If you have been sued in bankruptcy court in Minnesota it is generally called an adversary proceeding. It means that one of your creditors does not think you should be able to discharge your debt. The reason for this could be credit card use before the bankruptcy is filed, or a creditor thinks you did not fill out application for credit properly. In any case you need proper representation to make sure your can discharge the debt. If you have been sued give our office a call to see if we can help you.

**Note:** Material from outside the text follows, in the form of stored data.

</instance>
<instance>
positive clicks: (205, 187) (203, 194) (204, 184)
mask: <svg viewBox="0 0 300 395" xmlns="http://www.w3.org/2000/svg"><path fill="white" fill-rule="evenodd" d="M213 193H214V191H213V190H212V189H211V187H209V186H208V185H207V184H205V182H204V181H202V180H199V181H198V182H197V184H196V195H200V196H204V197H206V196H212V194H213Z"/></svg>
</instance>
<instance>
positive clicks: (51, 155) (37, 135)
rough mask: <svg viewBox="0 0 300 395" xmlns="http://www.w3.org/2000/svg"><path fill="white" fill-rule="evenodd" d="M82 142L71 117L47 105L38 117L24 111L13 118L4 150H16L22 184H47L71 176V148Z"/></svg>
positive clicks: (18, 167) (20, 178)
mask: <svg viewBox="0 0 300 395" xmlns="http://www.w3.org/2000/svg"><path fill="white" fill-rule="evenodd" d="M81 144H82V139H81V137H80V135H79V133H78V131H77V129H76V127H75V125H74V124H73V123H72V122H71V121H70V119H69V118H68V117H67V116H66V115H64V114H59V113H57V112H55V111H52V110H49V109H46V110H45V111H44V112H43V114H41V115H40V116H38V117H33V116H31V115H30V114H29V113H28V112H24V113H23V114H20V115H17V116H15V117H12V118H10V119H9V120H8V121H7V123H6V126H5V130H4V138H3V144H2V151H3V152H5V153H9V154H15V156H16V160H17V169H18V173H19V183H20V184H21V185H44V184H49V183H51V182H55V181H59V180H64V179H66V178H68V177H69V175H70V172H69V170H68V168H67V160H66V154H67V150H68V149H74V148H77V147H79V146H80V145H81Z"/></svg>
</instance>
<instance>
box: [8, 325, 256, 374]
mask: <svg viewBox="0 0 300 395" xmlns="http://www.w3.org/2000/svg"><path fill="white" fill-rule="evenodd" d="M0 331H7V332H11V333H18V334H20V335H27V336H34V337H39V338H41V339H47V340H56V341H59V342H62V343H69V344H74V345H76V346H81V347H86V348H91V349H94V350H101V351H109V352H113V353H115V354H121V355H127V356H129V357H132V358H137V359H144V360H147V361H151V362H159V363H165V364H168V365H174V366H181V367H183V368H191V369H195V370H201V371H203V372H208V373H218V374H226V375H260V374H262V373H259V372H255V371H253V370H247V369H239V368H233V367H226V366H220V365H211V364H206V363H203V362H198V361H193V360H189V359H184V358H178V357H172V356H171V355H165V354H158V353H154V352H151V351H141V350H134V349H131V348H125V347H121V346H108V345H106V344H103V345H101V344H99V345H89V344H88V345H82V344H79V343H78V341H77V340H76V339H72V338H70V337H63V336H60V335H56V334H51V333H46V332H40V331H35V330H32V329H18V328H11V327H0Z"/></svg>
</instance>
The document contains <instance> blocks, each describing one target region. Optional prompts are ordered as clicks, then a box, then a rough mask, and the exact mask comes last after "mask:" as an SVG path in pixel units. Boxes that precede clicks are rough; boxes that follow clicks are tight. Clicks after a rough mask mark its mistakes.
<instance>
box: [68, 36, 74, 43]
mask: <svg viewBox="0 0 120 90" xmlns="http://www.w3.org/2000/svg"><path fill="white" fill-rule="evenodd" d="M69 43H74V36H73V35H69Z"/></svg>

How To Live On A Chapter 13 Budget

All of our clients who have filed for chapter 13 budget must live on that budget for between 3 and 5 years. A budget has to be created that is accurate and will allow you to make your regular payments and a chapter 13 plan payment. I sometimes suggest to clients that they take out the cash for food and other basic expenses and only use that cash per month, once the cash is gone you cannot spend any more money, otherwise you will be over budget, and will not be able to afford your chapter 13 plan payment. In some cases this type of budgeting will be something that has never been done before by our clients, but it is important in order to end up debt free at the end of the bankruptcy plan. Once you are in your bankruptcy plan you must stay current on your plan payments, or else the trustee can send a request that your case be dismissed. If your case is dismissed you need to start over again with payments.